His touch burned her skin, so she flinched away. In weary astonishment she watched as he shucked his sweater and the white T-shirt beneath, revealing his bare chest. Even with clothes on, she’d noticed how gaunt he’d become, but his ridged abs had yielded to a concave belly, a hollow beneath his ribs, and the jut of his bones made her want to cook him something right away. Except that her legs wouldn’t hold her when she tried to stand.

“Don’t worry about me,” she mumbled.

“Like that’s possible. I think Slay sent you as my punishment. Come here.”

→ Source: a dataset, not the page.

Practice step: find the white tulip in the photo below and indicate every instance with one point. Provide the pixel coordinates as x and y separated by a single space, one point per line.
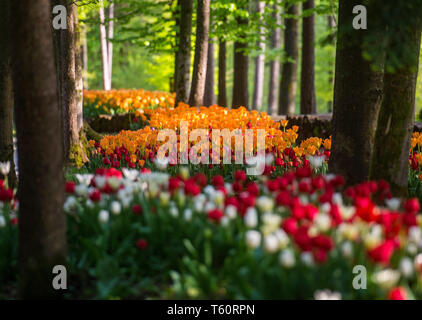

But she couldn’t even grasp what he wanted, let alone comply with his request. So he lifted her into his lap, her freezing back against his bony, fever-hot chest, and then he wrapped them both up in multiple layers of blankets. When he shifted so they were near the radiator, the blast of warmth hurt. The agony of her thawing flesh finally gave Pru an excuse to cry, and she could pretend her grief stemmed from something other than the fact that she’d failed.

Again.

Great sobs wracked her, and the entire time, Dom held her like she was fragile and precious, like nobody ever had. His arms tightened on her until it hurt almost as much as the sensation returning. When she shifted to complain, the tear tracks on his grim face silenced her. He needed to grieve more than she did. Whatever he’d been doing the past few years, it wasn’t mourning. At no point had he accepted his loss or let any of the pain out. It seemed more like he’d been nursing it, letting a broken heart fester into a soul-deep wound.

Clumsily, she shifted and wrapped her arms around him. Pru expected him to shove her away; maybe because she was still so cold, he didn’t. A shudder ran through him, and then he tucked his painfully warm, damp face into the curve of her neck. She cradled his head in her mitten-covered hands, closing her eyes so she wouldn’t fixate on how strange this was.

They stayed that way for what felt like forever. His breathing went deep and slow. She registered the moment when the tension slipped out of him, and he leaned on her to the point that she had to exert herself to keep him from falling.
He’s not as strong as I thought.
But he’d done a good job of warming her up gradually. Now that her head was clear, she understood that he’d done things that way to avoid plunging her into shock or causing arrhythmia. Yet now she was naked in his arms, conscious of where his bare skin touched hers.